Liquidity (recent volume, number of shares)

Assets under management (AUM) US$

Swaps counterparty exposure

PEK

0.72%

10.21%

3,480

$20.4MM

Credit Suisse Securities, 100%

3049.HK

0.5%

12.2%

17,989,800

$514.4MM

Deutsche Bank, 100%

2846.HK

0.99%

1.21%

135,300

$210.2MM

10% exposure each to 10 counterparties

The DB X-trackers ETF (3049.HK) is the least expensive one at 0.5%. This low expense ratio makes it one of the least expensive international ETFs out there, in general. It was listed about a year ago (March 2010) and has gathered an impressive $500MM+ AUM. It also has the highest liquidity among these three ETFs with about 17MM shares changing hands every day. The two negatives are its high premium to NAV of 12% and its 100% counterparty exposure to Deutsche Bank.

The iShares ETF (2846.HK) is the oldest of the three, having listed in November 2009. It has gathered a decent AUM of $210MM, and has moderate liquidity at 135k shares daily trading volume. Its expense ratio of 0.99% is the highest of the three. Its strengths are its low premium to NAV of about 1% and the diversification of its swaps counterparty exposure among 10 different dealers (including Blackrock, the sponsor) which are all leading global institutions like Goldman Sachs.

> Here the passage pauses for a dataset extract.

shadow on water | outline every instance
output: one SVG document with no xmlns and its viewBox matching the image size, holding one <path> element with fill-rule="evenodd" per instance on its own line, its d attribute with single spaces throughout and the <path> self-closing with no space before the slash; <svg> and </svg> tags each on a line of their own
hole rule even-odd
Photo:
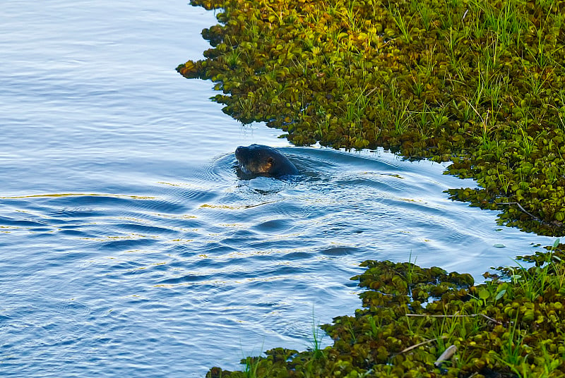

The Market Vectors ETF (PEK) is the most recent of the three having debuted in October 2010. Its expense ratio is capped at 0.72% till May 2012. Its premium to NAV of 10% is lofty though less than that of DB X-trackers. It has very light volume at about 3000 shares per day, and therefore is somewhat illiquid. Its sole swaps counterparty is Credit Suisse and that poses a risk. It has gathered a decent but somewhat unimpressive AUM of $20MM. For these new ETFs, we need to watch the AUM carefully, because the ETF sponsors tend to dissolve / liquidate ETFs that don’t attract “sufficient” AUM within a given timeframe (say a year or two). If Van Eck, the sponsor of this ETF, decides to abandon it because of insufficient interest, you may lose money if they liquidate during a market downturn; this happened to a lot of ETFs during the 2008-2009 market meltdown. This is a risk with PEK that is often not sufficiently emphasized.

The following chart shows the relative tracking errors of the 3 ETFs over the past month. While all three track the CSI300 index rather poorly, PEK is the worst and the DB X-trackers seems to be the best. This shows that, if you are a buy-and-hold investor, the DB X-tracker ETF’s large premium to NAV is not necessarily a problem in terms of tracking the CSI300 index. Its small expense ratio should offset this premium over the years. Plus, the premium should shrink gradually. In fact, it is somewhat surprising that the premium hasn’t shrunk already given the volume and AUM over the past year.

Bottom Line: If you want exposure to China A-shares through an ETF, consider Hong Kong listed ETFs like 3049.HK and 2846.HK in addition to the U.S. listed PEK.

Disclosure: I am long all three ETFs: PEK, 3049.HK and 2846.HK.